Related tags Bacteria

A new food safety technique coming out of the UK that uses a virus
is set to win an exclusive worldwide licence. The move marks the
first step towards the commercialisation of the technique that can
'explode' deadly food-poisoning bacteria.

Professor Mike Gasson from the Institute of Food Research​ Profos, a company specialising in bacterial viruses and antimicrobial agents, and technology transfer experts PBL, Gasson was able to develop a practical technique.

"Viruses can infect bacteria as well as humans. A virus invades bacterial cells, multiplies and then produces an enzyme to burst the cell wall, enabling it to escape and infect more cells,"​ said professor Gasson. "We targeted an enzyme with this fire-power, to develop its potential in combating pathogenic bacteria."

Viruses that infect bacteria are called bacteriophages. The bacteria-bursting enzymes that caught Gasson's attention are called lysins. Different lysins attack specific bacteria, so could be used as a diagnostic tool as well as an antimicrobial therapy in people and animals.

The bacteriophage lysins covered in the licence can be used to detect or selectively kill Listeria and Clostridium. They could even provide an alternative to antibiotics in some applications, report the researchers.

Rapid detection is particularly important for some of the more virulent bacteria, such as Listeria monocytogenes. Listeria exists naturally in the soil and general environment, but in some soft mould-ripened cheeses and pâtés can be present in higher numbers.

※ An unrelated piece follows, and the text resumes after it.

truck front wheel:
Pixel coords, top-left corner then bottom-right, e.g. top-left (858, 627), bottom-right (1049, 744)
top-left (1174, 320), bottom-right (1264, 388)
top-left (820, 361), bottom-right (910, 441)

"Listeria is the food industry's number one nightmare. Professor Gasson had the vision to spot the potential of using a virus to destroy it. With the expertise at Profos we1re turning that investigative science into a significant food safety tool to benefit the public,"​ said PBL​ managing director Jan Chojecki.

The licence also covers lysins that destroy Clostridium. This bacteria forms hardy spores, resistant to heating and drying. In poultry, Clostridium perfringens causes necrotic enteritis, currently cured with antibiotics. In humans, Clostridium difficile causes diarrhoea in patients receiving antibiotic treatment the bacterium seizes the opportunity to infect provided by disruption to naturally-occurring bacteria of the bowel.

"The demand for commercial alternatives to antibiotics is growing, in response to the need to tackle bacterial antibiotic resistance. As well as providing a new tool to combat bacteria now, there is interest in developing bacteriophage lysins to replace antibiotics in some applications in the future. Unlike antibiotics, this technology provides a precision tool, designed to kill specific bacteria while leaving other micro-organisms intact,"​ said Gasson.

Tackling food safety at a European level, the construction of a new database on microbial risk assessment, planned to reduce microbial food poisoning, is one of the objectives of EU-RAIN, an EU funded concerted action project.

The cases of microbial food poisoning in Europe are estimated at more than 34 million per year.

The EU-RAIN​ database, open for data inclusion and for use by specialists, includes raw data from research into the pathogens Salmonella, Campylobacter, Listeria monocytogenes, E. coli​ O157:H7, Yersinia enterocolitica​ and Staphylococcus aureus​ in pork, beef, lamb, poultry, milk and vegetables.